Le temps passe

17022011

Que de rencontres ces derniers temps.

Que de plaisirs pris à mettre en scène, à décomplexer parfois ces stars d’un jour.

Quel plaisir à faire vos photos.

Merci mes amis de me permettre de m’eclater et de m’apporter votre confiance. Merci de vous prendre au jeu et de vous livrer à mes contorsions pour saisir le meilleur de vous.

La séance est éphémere, vos photos, nos souvenirs, perdurent.




bye 2009

31122009

Voila une année de plus qui s’achève. Comme pour le vin, il faudra attendre encore quelque temps pour se prononcer sur son cru… et comme le temps fait bien son ouvrage, on oubliera vite la morosité et les turpitudes rencontrées cette année. On met souvent beaucoup plus d’espoir dans l’année à venir qu’il ne faudrait.

Je préfère vivre au jour le jour et savourer les bons moments quand ils se présentent. Allez pour pas finir cet article comme ça, je vais penser à la soirée du nouvel an, si futile soit elle … mais c’est un plaisir comme un autre, et ça ne se néglige pas. A l’année prochaine dans de nouvelles aventures.




Un mur tombe

6112009

20 ans déjà. En Europe la vague de la liberté -pour le jeune ado que j’étais- déferlait.

20 ans après, qu’en reste t’il? Mis à part le violoncelle de Rostropovitch, peu de choses. Un mur de béton a disparu… mes belles illusions aussi. D’autres murs se sont depuis élévés, sournoisement, pierre après pierre.
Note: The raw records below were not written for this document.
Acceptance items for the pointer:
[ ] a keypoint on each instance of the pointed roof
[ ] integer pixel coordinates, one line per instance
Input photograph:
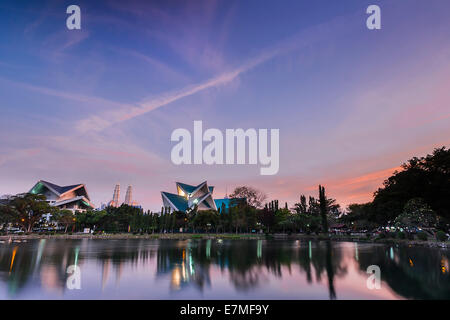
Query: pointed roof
(61, 189)
(186, 187)
(179, 202)
(58, 190)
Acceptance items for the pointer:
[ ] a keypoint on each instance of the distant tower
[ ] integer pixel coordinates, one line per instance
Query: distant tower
(115, 201)
(129, 196)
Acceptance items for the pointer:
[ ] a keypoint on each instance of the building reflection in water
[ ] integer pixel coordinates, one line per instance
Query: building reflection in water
(246, 264)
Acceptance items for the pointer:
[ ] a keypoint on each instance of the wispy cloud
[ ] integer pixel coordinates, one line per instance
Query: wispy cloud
(301, 39)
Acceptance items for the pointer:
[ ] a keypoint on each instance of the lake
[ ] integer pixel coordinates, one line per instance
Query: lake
(219, 269)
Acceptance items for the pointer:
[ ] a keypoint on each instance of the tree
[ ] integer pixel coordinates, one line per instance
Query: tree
(323, 208)
(426, 177)
(64, 217)
(26, 210)
(254, 197)
(416, 214)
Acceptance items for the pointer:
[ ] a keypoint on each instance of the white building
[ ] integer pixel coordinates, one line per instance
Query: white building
(73, 197)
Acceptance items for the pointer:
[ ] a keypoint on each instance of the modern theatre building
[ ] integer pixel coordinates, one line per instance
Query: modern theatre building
(73, 197)
(188, 197)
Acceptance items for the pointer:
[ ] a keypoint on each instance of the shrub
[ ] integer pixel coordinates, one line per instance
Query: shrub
(401, 235)
(441, 236)
(382, 236)
(422, 236)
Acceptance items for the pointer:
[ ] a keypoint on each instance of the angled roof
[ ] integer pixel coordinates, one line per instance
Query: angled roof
(59, 189)
(85, 201)
(178, 201)
(186, 187)
(228, 202)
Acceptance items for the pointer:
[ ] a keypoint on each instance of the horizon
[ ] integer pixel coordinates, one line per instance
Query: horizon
(97, 106)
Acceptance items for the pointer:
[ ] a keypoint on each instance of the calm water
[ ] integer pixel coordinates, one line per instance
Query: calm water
(215, 269)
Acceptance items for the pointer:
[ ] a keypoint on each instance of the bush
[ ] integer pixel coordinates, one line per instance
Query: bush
(441, 236)
(422, 236)
(401, 235)
(382, 235)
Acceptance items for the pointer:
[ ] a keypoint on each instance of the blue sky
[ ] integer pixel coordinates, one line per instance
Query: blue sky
(98, 105)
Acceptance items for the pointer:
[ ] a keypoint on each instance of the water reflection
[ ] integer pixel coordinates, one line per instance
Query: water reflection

Ils se nomment exclusion, discrimination, isolement et égocentrisme.

Il y a 20 ans on disait que les murs avaient des oreilles.
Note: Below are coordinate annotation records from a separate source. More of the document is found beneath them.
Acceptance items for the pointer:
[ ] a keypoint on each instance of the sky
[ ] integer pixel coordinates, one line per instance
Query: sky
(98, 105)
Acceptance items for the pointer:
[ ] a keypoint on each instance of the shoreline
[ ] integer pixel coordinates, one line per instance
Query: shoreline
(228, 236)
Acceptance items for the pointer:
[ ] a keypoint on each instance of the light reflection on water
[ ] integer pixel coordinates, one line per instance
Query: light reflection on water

Aujourd’hui  je pense plutôt que les oreilles ont des murs.




Le piéton

5112009

L’autre soir, je sors du train pour regagner ma voiture. Un conducteur indélicat s’étant mis derrière moi, je commence une série de manoeuvres. Un piéton m’aide alors en repliant le retroviseur et me laisse passer. Sympa le piéton.  Je le remercie d’un geste de la main et arrive a m’extraire de mon emplacement. Il me rattrape et me remet en place le rétro. Vraiment sympa le piéton.
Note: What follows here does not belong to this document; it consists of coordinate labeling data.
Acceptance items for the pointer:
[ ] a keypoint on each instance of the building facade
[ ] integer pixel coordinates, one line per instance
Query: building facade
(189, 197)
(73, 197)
Je fais donc le tour du paté de maison et l’apercois au passage piéton en train d’attendre qu’un automobiliste le laisse passer. Je m’arrète et lui fais signe de passer… échange de bons procédés. Il me reconnait à son tour et me salue en souriant. Sympa l’automobiliste, pense t’il?

Petits riens comme j’aime.




Rencontres

3112009

Les jours se suivent et ne se ressemblent pas.

D’ordinaire si isolé dans la foule de citadins se pressant au métro, anonymes et transparents aux autres, j’ai vécu une journée toute particulière. Le matin, un comédien de rue nous attendait, à la sortie de l’escalator, nous exortant de marcher sur nos pieds me fait sortir de ma bulle. Certains visages jusqu’alors impersonnels, comme moi, amusés, se coiffent d’un sourire. Sourire comme un rapprochement et une évidence: nous faisons bien partie d’un même monde! Non, nous ne sommes pas seuls! Je remercie interieurement cet artiste qui a réussi, quelques secondes à rendre commun autre chose que les transports. Puis chacun s’éloigne.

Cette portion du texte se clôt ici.